David Smith

Personal information
- Full name: David Thomas Smith
- Born: 13 June 1970 (age 56) Salford, Lancashire, England
- Batting: Left-handed
- Bowling: Right-arm medium

Domestic team information
- 1992–1994: Cumberland

Career statistics
| Competition | List A |
| Matches | 1 |
| Runs scored | 17 |
| Batting average | 17.00 |
| 100s/50s | –/– |
| Top score | 17 |
| Balls bowled | – |
| Wickets | – |
| Bowling average | – |
| 5 wickets in innings | – |
| 10 wickets in match | – |
| Best bowling | – |
| Catches/stumpings | –/– |
- Source: Cricinfo, 26 March 2011

= David Smith (cricketer, born 1970) =

English cricketer

David Thomas Smith (born 13 June 1970) is a former English cricketer. Smith was a left-handed batsman who bowled right-arm medium pace. He was born in Salford, Lancashire.
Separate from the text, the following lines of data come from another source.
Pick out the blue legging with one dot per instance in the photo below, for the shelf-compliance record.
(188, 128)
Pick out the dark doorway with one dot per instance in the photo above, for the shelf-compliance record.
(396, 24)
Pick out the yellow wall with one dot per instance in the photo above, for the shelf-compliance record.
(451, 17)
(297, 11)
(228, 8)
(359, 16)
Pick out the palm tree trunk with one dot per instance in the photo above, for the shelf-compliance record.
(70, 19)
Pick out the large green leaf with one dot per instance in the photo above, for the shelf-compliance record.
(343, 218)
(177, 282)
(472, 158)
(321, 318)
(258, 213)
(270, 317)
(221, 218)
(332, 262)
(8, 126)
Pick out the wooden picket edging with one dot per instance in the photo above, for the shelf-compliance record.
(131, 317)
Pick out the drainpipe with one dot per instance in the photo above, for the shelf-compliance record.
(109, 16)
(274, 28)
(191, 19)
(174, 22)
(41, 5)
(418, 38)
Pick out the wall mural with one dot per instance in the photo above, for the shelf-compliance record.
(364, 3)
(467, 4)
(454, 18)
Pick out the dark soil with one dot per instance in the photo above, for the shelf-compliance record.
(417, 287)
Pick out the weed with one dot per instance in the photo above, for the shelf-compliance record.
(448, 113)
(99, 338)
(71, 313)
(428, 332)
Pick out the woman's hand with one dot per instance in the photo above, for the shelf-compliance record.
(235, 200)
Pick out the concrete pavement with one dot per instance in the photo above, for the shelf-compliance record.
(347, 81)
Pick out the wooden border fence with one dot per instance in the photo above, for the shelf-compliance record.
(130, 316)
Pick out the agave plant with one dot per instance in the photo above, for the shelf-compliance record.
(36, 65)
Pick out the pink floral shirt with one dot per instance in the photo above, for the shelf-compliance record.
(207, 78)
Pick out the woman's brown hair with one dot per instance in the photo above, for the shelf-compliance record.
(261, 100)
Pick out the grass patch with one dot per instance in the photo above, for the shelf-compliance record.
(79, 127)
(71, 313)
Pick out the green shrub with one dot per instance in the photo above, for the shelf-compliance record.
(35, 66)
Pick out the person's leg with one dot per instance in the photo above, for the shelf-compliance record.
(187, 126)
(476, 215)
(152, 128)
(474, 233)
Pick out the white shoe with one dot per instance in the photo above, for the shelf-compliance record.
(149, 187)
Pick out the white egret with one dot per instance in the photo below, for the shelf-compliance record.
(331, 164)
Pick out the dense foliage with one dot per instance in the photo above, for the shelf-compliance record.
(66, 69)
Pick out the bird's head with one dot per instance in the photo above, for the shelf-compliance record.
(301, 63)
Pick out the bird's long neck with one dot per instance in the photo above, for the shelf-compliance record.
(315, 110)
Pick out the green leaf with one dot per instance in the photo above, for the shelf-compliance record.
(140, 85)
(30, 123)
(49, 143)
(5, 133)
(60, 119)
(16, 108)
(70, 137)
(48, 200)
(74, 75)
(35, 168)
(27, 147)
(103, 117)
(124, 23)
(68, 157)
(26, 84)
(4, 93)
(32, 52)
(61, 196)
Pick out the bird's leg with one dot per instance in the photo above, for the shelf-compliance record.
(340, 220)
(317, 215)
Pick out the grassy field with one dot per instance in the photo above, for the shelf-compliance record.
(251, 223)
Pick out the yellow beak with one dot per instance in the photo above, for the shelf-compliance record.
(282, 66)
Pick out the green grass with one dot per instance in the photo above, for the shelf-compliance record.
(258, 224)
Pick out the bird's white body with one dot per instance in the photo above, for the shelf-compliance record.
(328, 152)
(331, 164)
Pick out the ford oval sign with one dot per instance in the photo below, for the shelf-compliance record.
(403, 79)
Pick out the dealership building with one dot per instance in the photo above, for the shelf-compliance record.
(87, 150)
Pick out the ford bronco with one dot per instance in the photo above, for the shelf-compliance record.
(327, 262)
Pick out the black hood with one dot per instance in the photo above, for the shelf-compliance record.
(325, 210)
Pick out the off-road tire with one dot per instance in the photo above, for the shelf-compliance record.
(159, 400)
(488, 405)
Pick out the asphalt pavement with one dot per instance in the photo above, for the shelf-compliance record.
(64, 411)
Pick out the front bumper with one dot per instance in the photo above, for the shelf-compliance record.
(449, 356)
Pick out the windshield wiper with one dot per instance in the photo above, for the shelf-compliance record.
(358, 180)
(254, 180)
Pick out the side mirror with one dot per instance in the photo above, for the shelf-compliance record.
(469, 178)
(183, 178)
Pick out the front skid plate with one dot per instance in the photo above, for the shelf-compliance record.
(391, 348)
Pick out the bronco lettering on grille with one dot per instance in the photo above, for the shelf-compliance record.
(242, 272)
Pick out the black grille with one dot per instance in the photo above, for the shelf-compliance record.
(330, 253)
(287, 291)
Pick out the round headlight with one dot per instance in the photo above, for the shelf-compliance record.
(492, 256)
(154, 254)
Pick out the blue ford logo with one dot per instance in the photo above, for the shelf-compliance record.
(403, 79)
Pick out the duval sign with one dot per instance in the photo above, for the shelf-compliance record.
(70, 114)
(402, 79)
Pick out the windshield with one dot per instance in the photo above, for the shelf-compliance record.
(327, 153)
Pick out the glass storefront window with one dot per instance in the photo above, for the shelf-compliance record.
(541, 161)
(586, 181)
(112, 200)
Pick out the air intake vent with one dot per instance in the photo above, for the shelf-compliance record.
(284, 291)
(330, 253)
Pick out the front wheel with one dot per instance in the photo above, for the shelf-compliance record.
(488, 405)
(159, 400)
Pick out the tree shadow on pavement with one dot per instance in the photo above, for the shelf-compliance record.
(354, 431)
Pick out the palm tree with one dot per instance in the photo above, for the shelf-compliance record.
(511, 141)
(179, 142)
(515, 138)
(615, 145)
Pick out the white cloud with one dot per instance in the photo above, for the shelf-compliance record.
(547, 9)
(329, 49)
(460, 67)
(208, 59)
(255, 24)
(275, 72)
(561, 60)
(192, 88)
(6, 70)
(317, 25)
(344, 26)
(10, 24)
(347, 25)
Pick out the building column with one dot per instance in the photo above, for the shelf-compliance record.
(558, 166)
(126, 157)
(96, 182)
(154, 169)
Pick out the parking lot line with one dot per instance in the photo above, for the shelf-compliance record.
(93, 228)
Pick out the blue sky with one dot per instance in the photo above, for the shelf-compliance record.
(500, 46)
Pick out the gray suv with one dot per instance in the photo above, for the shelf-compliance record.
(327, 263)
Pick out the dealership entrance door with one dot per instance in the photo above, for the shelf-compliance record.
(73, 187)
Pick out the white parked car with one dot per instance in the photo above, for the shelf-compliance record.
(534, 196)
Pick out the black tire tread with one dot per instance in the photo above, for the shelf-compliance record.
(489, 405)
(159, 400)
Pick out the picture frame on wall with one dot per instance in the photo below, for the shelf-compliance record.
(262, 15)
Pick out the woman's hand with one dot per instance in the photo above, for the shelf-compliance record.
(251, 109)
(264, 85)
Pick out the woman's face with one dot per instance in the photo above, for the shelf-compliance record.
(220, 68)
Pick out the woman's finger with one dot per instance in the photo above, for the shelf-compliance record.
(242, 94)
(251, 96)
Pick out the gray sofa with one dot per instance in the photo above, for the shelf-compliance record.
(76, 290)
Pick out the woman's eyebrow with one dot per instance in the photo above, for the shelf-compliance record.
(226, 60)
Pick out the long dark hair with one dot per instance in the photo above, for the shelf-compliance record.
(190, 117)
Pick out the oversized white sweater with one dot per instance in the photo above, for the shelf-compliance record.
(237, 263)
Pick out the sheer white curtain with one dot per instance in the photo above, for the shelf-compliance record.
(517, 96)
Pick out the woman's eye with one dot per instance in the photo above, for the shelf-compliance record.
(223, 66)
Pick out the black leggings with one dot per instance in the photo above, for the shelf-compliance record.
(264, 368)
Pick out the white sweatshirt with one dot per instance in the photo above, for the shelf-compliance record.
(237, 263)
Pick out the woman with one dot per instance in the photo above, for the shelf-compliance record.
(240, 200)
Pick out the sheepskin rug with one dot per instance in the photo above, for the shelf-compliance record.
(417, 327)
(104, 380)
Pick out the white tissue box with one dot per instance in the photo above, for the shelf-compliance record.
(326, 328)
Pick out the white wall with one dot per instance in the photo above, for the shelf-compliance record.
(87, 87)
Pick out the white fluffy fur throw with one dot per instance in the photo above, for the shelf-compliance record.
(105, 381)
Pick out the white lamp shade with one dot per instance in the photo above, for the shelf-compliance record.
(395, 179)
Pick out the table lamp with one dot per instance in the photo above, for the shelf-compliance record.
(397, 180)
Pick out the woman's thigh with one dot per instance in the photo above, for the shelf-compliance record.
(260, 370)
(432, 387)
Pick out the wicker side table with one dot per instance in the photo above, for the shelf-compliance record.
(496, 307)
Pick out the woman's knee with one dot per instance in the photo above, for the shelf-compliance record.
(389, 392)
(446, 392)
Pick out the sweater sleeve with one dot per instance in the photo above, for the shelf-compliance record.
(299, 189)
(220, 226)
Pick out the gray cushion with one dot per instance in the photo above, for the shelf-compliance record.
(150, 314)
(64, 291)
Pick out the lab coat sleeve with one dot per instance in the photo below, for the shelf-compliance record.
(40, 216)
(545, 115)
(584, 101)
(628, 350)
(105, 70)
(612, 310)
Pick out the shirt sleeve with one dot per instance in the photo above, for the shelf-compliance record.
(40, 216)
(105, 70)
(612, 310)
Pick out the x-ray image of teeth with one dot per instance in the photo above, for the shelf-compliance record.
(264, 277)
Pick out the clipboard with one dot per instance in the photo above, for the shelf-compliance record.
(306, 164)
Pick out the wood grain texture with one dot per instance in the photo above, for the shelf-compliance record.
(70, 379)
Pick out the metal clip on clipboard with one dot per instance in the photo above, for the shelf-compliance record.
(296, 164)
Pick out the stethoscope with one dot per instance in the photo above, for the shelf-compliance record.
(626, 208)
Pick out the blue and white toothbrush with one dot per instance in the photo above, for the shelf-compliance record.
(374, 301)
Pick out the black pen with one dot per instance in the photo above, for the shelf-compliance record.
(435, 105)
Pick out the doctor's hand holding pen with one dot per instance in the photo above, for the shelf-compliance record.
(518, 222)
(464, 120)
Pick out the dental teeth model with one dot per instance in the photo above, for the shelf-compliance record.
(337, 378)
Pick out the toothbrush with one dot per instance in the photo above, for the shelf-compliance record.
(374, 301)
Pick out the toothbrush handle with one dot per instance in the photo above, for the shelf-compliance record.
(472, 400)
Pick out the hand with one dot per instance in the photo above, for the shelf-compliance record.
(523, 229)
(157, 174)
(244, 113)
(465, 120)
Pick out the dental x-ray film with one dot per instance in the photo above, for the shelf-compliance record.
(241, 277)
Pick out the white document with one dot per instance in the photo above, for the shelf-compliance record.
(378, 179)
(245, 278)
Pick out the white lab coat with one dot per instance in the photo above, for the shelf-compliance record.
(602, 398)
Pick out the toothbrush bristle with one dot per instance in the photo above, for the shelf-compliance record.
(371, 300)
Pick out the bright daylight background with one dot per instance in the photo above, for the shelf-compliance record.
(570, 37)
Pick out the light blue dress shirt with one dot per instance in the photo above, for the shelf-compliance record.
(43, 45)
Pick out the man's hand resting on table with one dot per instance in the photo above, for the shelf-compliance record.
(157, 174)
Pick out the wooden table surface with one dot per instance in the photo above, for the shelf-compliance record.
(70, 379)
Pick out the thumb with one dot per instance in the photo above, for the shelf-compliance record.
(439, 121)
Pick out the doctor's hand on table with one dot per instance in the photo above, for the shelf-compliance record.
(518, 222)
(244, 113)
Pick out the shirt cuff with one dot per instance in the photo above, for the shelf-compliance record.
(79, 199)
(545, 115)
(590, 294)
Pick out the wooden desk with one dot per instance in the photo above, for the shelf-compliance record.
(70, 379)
Smith made his debut for Cumberland in the 1992 Minor Counties Championship against Lincolnshire. He played Minor counties cricket for Cumberland from 1992 to 1994, including a single MCCA Knockout Trophy match in his final season. In his time with Cumberland, Smith played a single List A match in the 1994 NatWest Trophy against Leicestershire. In the match he scored 17 runs before being dismissed by Alan Mullally.

He had previously played Second XI cricket for the Lancashire Second XI and the Derbyshire Second XI.